Константин Сергеевич, холодея, словно бы ощутил над собой чье-то дыхание, как тогда, много лет назад. Что это? Наваждение? Как его качает а это хочется додумать довспомнить вынести на отмель вынести вон спасибо хорошо вижу теперь.
Был ветреный осенний день, потемнело, прибитые дневным дождем кленовые листья лежали на асфальте, как погасшие звезды; он брел по улице и увидел: навстречу ему идет слепая девушка — шла она медленно, пристукивая палкой по кромке тротуара. Костя весь сжался, он не мог смотреть на слепых без спазмы горячего бессильного сочувствия. Он поднес руку к лицу, и тут подошел, нет, не подошел, а как-то пристроился к нему в толпе тот искуситель, тот хитрован. Под его властью Костя был несколько лет, и только потом сбросил с себя проклятье этого искушения, не до конца, эту паршу изгоняют из души всю жизнь…
Так вот, когда Константин Сергеевич увидел слепую и сжался от жалости, приостановился, поднес к лицу руки, кто-то легонько так его плечиком толкнул, что-й-то, говорит, юноша, никак ты по этому поводу переживаешь, близко к сердцу принимаешь. «А что вам надо?» — спросил я, плохо понимая, у кого, собственно, надо спрашивать. «Я вижу, что тебе жалко ее. Похвально! Но ты подумал об одной важной вещи?» — «Какой еще вещи?» — огрызнулся я.

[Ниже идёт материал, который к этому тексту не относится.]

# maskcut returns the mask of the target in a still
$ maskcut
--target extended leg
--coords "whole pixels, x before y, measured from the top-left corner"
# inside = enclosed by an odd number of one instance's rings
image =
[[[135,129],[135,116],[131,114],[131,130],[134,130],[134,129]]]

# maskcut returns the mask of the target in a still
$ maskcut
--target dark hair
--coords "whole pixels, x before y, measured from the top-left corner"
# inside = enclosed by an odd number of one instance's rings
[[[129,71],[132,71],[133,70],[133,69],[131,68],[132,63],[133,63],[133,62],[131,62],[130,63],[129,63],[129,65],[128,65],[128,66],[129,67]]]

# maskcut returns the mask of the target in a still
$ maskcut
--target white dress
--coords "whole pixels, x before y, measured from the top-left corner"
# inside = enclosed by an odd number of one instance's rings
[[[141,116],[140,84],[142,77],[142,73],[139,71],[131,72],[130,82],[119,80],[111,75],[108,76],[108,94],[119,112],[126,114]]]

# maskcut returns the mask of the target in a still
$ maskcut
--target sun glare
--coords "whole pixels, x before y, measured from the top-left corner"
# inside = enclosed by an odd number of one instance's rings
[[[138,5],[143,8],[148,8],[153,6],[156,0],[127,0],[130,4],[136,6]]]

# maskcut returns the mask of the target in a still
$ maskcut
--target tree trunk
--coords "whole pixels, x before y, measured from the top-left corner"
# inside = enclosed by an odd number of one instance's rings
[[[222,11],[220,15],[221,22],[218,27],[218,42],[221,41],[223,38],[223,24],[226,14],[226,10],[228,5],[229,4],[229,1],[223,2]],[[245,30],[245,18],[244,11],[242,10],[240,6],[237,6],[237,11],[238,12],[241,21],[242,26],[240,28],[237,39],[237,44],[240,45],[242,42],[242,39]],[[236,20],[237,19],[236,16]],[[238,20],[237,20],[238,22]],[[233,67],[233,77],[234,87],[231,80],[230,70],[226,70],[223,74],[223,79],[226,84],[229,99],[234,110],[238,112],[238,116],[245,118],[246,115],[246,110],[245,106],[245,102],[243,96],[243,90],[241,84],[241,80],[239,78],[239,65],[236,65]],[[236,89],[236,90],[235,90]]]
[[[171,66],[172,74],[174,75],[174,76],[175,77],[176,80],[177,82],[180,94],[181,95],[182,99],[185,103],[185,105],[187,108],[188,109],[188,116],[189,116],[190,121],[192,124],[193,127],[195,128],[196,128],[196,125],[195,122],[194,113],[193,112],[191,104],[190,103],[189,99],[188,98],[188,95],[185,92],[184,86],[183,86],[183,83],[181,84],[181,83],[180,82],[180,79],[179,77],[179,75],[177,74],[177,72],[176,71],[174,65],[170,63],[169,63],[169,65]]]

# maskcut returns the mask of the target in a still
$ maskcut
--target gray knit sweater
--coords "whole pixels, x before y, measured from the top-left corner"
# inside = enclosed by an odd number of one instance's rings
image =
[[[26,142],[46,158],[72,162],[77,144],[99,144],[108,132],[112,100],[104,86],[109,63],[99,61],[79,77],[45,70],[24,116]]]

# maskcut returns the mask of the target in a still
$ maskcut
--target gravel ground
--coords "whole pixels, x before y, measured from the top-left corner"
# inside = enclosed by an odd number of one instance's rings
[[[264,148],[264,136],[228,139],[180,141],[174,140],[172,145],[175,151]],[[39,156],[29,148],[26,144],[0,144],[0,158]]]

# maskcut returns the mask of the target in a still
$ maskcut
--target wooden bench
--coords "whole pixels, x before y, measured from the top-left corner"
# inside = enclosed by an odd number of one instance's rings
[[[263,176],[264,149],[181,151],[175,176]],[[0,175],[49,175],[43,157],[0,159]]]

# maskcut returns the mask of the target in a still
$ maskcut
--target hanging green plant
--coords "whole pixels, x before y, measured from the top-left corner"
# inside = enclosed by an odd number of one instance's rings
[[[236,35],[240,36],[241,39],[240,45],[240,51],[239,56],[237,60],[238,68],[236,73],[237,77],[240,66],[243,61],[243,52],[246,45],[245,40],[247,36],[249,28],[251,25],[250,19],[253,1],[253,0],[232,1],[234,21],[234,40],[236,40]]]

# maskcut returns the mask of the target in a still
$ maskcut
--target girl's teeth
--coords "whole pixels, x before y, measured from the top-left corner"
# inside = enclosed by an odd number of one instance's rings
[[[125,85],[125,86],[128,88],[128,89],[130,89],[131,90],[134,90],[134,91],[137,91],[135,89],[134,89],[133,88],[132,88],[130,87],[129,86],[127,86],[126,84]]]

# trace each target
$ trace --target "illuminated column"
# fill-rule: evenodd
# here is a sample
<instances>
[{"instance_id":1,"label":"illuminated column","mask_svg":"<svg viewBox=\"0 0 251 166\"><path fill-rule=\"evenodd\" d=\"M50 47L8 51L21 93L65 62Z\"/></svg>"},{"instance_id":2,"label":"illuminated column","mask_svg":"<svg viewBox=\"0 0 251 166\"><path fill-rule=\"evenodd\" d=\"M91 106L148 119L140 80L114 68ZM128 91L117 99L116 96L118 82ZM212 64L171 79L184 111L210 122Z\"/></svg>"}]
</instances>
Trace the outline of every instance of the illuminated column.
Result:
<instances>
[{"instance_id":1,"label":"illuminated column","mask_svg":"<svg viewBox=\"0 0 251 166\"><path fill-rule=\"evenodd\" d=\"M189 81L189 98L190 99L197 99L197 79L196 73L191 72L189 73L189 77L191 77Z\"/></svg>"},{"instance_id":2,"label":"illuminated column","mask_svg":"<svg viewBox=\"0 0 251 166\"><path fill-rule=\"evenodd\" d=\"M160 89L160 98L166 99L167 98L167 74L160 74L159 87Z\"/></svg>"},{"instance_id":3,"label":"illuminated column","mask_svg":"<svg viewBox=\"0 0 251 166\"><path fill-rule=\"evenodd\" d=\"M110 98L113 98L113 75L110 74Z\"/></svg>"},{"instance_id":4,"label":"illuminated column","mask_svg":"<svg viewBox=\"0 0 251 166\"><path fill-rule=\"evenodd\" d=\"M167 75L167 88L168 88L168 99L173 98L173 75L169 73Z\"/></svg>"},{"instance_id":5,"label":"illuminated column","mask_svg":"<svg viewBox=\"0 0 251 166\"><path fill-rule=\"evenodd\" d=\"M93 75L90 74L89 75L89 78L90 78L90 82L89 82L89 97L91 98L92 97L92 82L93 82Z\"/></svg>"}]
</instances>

— Которая все меняет, — сказал он.
Наступила пауза. Я огляделся, пожал плечами.
— И ты всем слепым мысленно исцеления желаешь? — снова спросил голос.
— Да.
— Искренне желаешь, чтобы с их незрячих глаз спала пелена, чтобы они увидели мир и обрадовались, как он красив. Да?
Я кивнул, поглядев вслед слепой девушке, которая шла чуть наклонившись назад, медленно и осторожно, будто по пояс в быстрой встречной воде.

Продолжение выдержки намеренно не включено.